计算机工程与应用 ›› 2019, Vol. 55 ›› Issue (10): 127-134.DOI: 10.3778/j.issn.1002-8331.1803-0060

• 模式识别与人工智能 • 上一篇    下一篇

结合听觉模型的腭裂语音高鼻音等级自动识别

付方玲1,何  飞1,付  佳1,尹  恒2,黄  华1,何  凌1   

  1. 1.四川大学 电气信息学院,成都 610065
    2.四川大学 华西口腔医院,成都 610041
  • 出版日期:2019-05-15 发布日期:2019-05-13

Automatic Detection of Hypernasality Degrees in Cleft Palate Speech Based on Human Auditory Model

FU Fangling1, HE Fei1, FU Jia1, YIN Heng2, HUANG Hua1, HE Ling1   

  1. 1.College of Electrical Engineering and Information Technology, Sichuan University, Chengdu 610065, China
    2.West China Hospital of Stomatology, Sichuan University, Chengdu 610041, China
  • Online:2019-05-15 Published:2019-05-13

摘要: 腭裂语音高鼻音等级的自动识别能为临床腭咽功能评估提供有效、客观、无创的辅助依据。对腭裂语音高鼻音等级自动分类系统进行了研究,利用听觉模型提取语音信号的听觉内部表达,并结合同步检测器提取软限制比(Soft Limited Ratio,SLR)谱特征作为特征参数,利用一对一支持向量机(1-v-1 Support Vector Machine,1-v-1 SVM)实现腭裂语音高鼻音四类等级(正常、轻度、中度和重度)的自动划分。实验采用56名儿童的共3 086个语音样本,并对比了使用不同基底膜滤波器种类和个数,使用同步检测器和侧抑制网络对识别效果的影响。实验结果表明,使用基于等效矩阵带宽(Equivalent Rectangular Bandwidth,ERB)尺度的Gammatone滤波器的识别效果优于基于Bark尺度的小波包滤波器;54个通道的滤波器能有效权衡算法时间成本和识别正确率;使用同步检测器提取SLR谱特征的识别效果优于侧抑制网络提取的LIN(Lateral Inhibition Network)谱特征。腭裂语音高鼻音四类等级自动识别系统最高分类正确率达91.50%。
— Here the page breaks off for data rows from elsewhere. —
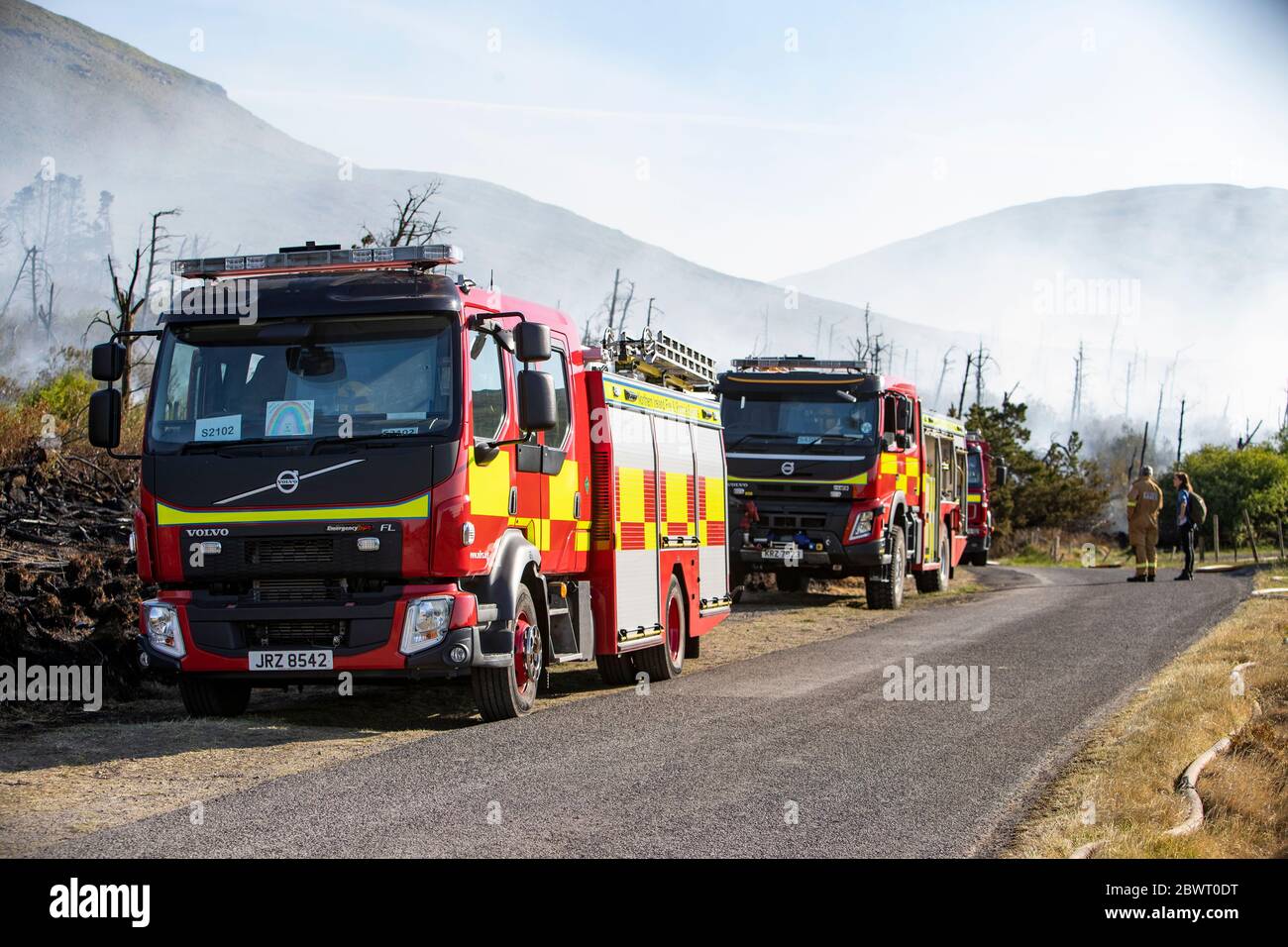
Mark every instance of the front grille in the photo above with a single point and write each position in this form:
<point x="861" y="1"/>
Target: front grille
<point x="296" y="551"/>
<point x="778" y="522"/>
<point x="320" y="633"/>
<point x="288" y="590"/>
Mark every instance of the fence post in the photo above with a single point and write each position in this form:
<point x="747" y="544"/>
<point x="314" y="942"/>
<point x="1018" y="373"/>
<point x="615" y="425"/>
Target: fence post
<point x="1252" y="536"/>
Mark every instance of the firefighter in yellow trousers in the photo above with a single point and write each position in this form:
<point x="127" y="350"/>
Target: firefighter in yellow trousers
<point x="1144" y="501"/>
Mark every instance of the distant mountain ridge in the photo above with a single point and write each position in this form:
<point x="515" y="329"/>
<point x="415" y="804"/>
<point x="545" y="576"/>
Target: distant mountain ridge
<point x="158" y="137"/>
<point x="1206" y="265"/>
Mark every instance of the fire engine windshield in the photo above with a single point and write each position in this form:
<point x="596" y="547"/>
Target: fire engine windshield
<point x="365" y="377"/>
<point x="824" y="424"/>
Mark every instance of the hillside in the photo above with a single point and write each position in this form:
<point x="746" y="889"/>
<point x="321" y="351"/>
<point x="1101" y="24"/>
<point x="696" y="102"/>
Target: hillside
<point x="158" y="137"/>
<point x="1160" y="269"/>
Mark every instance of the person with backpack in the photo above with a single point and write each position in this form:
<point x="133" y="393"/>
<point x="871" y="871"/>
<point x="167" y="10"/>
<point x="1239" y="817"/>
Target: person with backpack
<point x="1190" y="513"/>
<point x="1144" y="501"/>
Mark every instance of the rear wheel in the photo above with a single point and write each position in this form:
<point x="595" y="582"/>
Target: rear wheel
<point x="888" y="592"/>
<point x="502" y="693"/>
<point x="206" y="697"/>
<point x="666" y="660"/>
<point x="938" y="579"/>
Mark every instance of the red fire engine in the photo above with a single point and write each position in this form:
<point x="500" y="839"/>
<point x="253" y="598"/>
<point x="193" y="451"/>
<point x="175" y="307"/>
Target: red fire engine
<point x="836" y="471"/>
<point x="365" y="472"/>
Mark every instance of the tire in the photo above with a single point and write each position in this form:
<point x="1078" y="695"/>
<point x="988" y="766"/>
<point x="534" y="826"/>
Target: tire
<point x="888" y="594"/>
<point x="790" y="579"/>
<point x="666" y="660"/>
<point x="616" y="671"/>
<point x="930" y="582"/>
<point x="503" y="693"/>
<point x="206" y="697"/>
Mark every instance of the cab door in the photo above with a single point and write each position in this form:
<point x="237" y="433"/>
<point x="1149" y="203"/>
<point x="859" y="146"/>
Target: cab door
<point x="565" y="468"/>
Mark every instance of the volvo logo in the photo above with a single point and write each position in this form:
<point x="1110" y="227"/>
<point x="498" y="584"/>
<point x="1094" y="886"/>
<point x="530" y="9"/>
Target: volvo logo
<point x="286" y="482"/>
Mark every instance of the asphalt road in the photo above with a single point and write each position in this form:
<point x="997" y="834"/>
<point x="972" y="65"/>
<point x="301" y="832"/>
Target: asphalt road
<point x="791" y="754"/>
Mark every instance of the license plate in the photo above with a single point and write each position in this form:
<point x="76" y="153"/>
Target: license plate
<point x="290" y="660"/>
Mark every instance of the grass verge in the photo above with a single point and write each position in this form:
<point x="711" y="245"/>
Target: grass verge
<point x="1125" y="779"/>
<point x="63" y="776"/>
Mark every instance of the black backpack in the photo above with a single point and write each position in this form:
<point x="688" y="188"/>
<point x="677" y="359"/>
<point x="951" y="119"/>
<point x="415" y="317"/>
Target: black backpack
<point x="1196" y="510"/>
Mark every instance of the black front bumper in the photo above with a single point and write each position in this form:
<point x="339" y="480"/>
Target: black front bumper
<point x="430" y="664"/>
<point x="836" y="558"/>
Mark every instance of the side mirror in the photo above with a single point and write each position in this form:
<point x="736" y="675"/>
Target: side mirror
<point x="531" y="342"/>
<point x="536" y="399"/>
<point x="107" y="364"/>
<point x="104" y="416"/>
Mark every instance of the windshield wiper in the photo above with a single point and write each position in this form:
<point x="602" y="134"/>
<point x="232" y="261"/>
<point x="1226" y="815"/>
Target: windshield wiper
<point x="760" y="434"/>
<point x="846" y="438"/>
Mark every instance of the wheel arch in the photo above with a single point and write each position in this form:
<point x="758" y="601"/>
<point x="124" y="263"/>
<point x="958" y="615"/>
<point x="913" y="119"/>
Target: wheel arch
<point x="516" y="564"/>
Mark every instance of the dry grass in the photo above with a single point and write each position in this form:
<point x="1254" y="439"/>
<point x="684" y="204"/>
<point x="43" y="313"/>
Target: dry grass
<point x="1128" y="771"/>
<point x="65" y="776"/>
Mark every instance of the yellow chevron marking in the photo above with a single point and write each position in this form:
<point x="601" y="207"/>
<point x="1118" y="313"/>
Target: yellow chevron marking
<point x="489" y="486"/>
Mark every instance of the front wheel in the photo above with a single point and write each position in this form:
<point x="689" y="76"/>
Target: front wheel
<point x="666" y="661"/>
<point x="502" y="693"/>
<point x="888" y="592"/>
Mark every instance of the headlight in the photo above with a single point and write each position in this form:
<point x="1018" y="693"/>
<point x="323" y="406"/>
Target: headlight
<point x="162" y="625"/>
<point x="426" y="622"/>
<point x="862" y="525"/>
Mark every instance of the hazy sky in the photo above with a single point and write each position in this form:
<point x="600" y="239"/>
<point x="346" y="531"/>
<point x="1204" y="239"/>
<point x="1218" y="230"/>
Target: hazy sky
<point x="759" y="138"/>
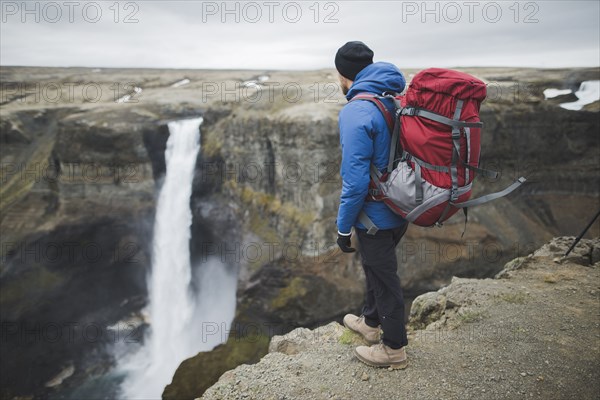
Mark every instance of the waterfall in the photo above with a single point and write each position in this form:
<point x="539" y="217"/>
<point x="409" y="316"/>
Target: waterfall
<point x="179" y="316"/>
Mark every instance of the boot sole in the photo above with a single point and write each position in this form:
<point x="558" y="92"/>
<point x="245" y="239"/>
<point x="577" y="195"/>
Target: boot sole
<point x="361" y="335"/>
<point x="400" y="365"/>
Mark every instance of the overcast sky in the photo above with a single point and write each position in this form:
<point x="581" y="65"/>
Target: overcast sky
<point x="298" y="35"/>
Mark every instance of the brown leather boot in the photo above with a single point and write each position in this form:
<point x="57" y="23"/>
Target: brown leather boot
<point x="358" y="325"/>
<point x="380" y="355"/>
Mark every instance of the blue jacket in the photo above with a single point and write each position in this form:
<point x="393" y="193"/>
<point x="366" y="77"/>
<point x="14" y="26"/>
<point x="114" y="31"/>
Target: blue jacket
<point x="365" y="139"/>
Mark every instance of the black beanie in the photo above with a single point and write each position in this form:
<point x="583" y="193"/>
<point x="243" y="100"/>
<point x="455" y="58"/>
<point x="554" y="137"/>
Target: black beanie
<point x="351" y="58"/>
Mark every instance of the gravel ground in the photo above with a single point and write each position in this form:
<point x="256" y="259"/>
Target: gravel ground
<point x="532" y="333"/>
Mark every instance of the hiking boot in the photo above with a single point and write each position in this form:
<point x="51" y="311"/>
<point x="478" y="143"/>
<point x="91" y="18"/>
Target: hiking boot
<point x="358" y="325"/>
<point x="380" y="355"/>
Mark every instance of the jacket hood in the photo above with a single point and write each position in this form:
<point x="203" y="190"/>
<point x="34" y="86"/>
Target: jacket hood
<point x="377" y="78"/>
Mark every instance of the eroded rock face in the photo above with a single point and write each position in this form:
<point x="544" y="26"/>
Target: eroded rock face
<point x="267" y="178"/>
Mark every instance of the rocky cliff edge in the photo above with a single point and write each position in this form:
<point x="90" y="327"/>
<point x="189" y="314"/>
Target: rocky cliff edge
<point x="532" y="332"/>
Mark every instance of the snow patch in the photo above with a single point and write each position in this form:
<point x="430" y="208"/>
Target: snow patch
<point x="552" y="93"/>
<point x="588" y="93"/>
<point x="127" y="97"/>
<point x="181" y="83"/>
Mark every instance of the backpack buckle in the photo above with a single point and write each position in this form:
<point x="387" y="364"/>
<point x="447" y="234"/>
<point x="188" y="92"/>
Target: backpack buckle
<point x="410" y="111"/>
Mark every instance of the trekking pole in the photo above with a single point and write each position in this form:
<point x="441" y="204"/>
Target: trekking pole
<point x="581" y="234"/>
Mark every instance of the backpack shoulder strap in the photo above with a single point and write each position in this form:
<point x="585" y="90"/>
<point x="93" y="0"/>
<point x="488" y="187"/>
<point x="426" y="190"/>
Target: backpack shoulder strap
<point x="387" y="115"/>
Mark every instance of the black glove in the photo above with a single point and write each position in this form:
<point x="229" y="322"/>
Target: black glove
<point x="344" y="243"/>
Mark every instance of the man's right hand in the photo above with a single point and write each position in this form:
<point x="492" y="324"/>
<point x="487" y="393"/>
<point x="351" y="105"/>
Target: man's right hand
<point x="344" y="242"/>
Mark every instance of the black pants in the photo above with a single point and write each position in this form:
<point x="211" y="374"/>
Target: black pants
<point x="384" y="301"/>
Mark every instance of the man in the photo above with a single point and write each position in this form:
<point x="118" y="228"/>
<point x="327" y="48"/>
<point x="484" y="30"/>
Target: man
<point x="365" y="139"/>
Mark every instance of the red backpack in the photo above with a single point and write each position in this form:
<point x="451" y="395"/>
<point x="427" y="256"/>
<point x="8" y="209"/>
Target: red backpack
<point x="435" y="149"/>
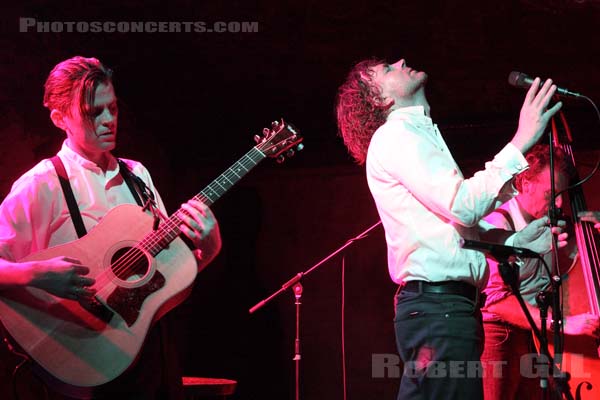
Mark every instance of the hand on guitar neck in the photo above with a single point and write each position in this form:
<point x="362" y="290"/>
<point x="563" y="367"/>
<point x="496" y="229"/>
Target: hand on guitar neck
<point x="201" y="227"/>
<point x="590" y="216"/>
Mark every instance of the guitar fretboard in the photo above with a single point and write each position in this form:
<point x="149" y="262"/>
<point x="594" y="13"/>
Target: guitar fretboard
<point x="168" y="230"/>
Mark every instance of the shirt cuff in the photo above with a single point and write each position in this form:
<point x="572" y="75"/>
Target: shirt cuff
<point x="512" y="159"/>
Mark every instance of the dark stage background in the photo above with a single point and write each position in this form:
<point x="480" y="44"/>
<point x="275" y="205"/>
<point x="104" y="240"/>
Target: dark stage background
<point x="191" y="102"/>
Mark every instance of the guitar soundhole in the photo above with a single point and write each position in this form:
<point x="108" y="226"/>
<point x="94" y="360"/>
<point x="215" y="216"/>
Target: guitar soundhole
<point x="129" y="264"/>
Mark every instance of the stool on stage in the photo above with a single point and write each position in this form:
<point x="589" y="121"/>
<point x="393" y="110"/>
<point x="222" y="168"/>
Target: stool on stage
<point x="196" y="388"/>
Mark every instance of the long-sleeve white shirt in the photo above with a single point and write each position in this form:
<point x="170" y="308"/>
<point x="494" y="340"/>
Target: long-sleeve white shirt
<point x="425" y="203"/>
<point x="34" y="215"/>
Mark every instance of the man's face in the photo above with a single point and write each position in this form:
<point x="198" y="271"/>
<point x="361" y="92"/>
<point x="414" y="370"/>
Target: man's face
<point x="535" y="196"/>
<point x="398" y="81"/>
<point x="98" y="135"/>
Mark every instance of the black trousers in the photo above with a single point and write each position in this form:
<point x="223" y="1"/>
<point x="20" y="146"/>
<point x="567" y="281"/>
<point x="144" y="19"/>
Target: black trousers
<point x="440" y="341"/>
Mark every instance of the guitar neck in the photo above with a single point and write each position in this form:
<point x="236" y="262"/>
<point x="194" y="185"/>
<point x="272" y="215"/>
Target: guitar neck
<point x="168" y="230"/>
关键词: 腭裂语音, 高鼻音, 听觉模型, 同步检测器

Abstract: The automatic detection of hypernasality degrees in cleft palate speech can provide effective, objective and non-invasive basis for the assessment of velopharyngeal function in clinical. In this work, an automatic detection system of hypernasality degrees in cleft palate has been researched. The human auditory model is applied to extract the inner presentation of speech signal as the front-end processing, and the SLR(Soft-Limited Ratio) spectral features extracted from the synchronous detector is used as the acoustic characteristic parameters. The 1-v-1 SVM (1-v-1 Support Vector Machine) is utilized to automatically detect the hypernasality degrees (normal, mild, moderate and severe hypernasality). Experimental data include total 3 086 speeches from 56 kids, the comparisons of filter bank’s kind and number, synchronous detector and lateral inhibitory network are discussed. And the results show that the Gammatone filter based on ERB (Equivalent Rectangular Bandwidth) scale performs better than the wavelet-packet filter based on Bark scale, and the filter bank with 54 channels can effectively weigh the time cost and recognition accuracy of our algorithm, and SLR spectral features extracted from the synchronous detector has better recognition than LIN spectral features extracted from the lateral inhibition network. The highest accuracy of the automatic detection of four-hypernasality degree is 91.50%.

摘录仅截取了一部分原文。